08.02.11  |  Constitucional   

Ex-prefeito obtém afastamento de condenação

A 1ª Turma do STJ afastou as punições por improbidade administrativa aplicadas a um ex-prefeito da cidade turística de Campos do Jordão (SP), em razão de haver contratado uma empresa sem licitação. Em decisão unânime, os ministros integrantes da Turma consideraram que a Justiça de São Paulo não levou em conta o caráter subjetivo da conduta – existência ou não de má-fé do ex-prefeito.

“A ilegalidade só adquire o status de improbidade quando a conduta antijurídica fere os princípios constitucionais da administração pública, coadjuvada pela má intenção do administrador”, disse o relator do caso, ministro Luiz Fux, reafirmando entendimento já expresso em outros julgados do STJ.

A ação por improbidade administrativa foi movida pelo MP, que considerou ilegal a falta de licitação na contratação de empresa para prestação de serviços de consultoria financeira e orçamentária. A licitação havia sido dispensada pela prefeitura, sob o argumento de notória especialização da empresa.

Na 1ª instância, o ex-prefeito foi condenado, por improbidade administrativa, à perda da função pública (caso estivesse no cargo quando a sentença transitasse em julgado), suspensão dos direitos políticos por cinco anos, multa igual a duas vezes o valor do dano estimado e proibição de contratar com o poder público ou dele receber benefícios creditícios ou fiscais pelo tempo de cinco anos. O TJSP manteve na íntegra a condenação.

Ao analisar o recurso do ex-prefeito contra a decisão do Regional, o ministro Luiz Fux observou que a interpretação e a aplicação da Lei nº 8.429/1992, que trata dos casos de improbidade administrativa, “devem ser realizadas com ponderação”, tendo em vista “a gravidade das sanções e restrições impostas ao agente público”.
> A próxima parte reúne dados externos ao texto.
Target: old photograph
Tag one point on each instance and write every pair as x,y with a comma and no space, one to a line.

Segundo ele, “uma interpretação ampliativa poderá acoimar de ímprobas condutas meramente irregulares, suscetíveis de correção administrativa”. Citando precedentes do STJ, afirmou que “não se enquadra nas espécies de improbidade o administrador inepto”.
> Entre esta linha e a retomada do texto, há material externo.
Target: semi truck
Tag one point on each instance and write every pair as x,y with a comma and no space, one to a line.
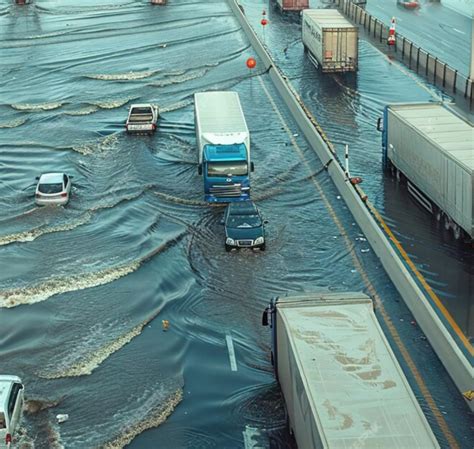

De acordo com o relator, o TJSP fez uma análise apenas objetiva da conduta do ex-prefeito, deixando de se manifestar sobre aspectos subjetivos. “O elemento subjetivo é essencial à caracterização da improbidade administrativa”, afirmou o ministro, “sendo certo ainda que a tipificação da lesão ao patrimônio público exige a prova de sua ocorrência, mercê da impossibilidade de condenação ao ressarcimento ao erário de dano hipotético ou presumido”.

No caso de Campos do Jordão, o ministro considerou que não houve dano ao patrimônio público, pois os quase R$ 50 mil pagos pela prefeitura corresponderam a serviços efetivamente prestados pela empresa. Essa falta de dano e a inexistência de prova de má-fé do agente público, segundo o relator, revelam que o tribunal paulista teve um entendimento incorreto do caso.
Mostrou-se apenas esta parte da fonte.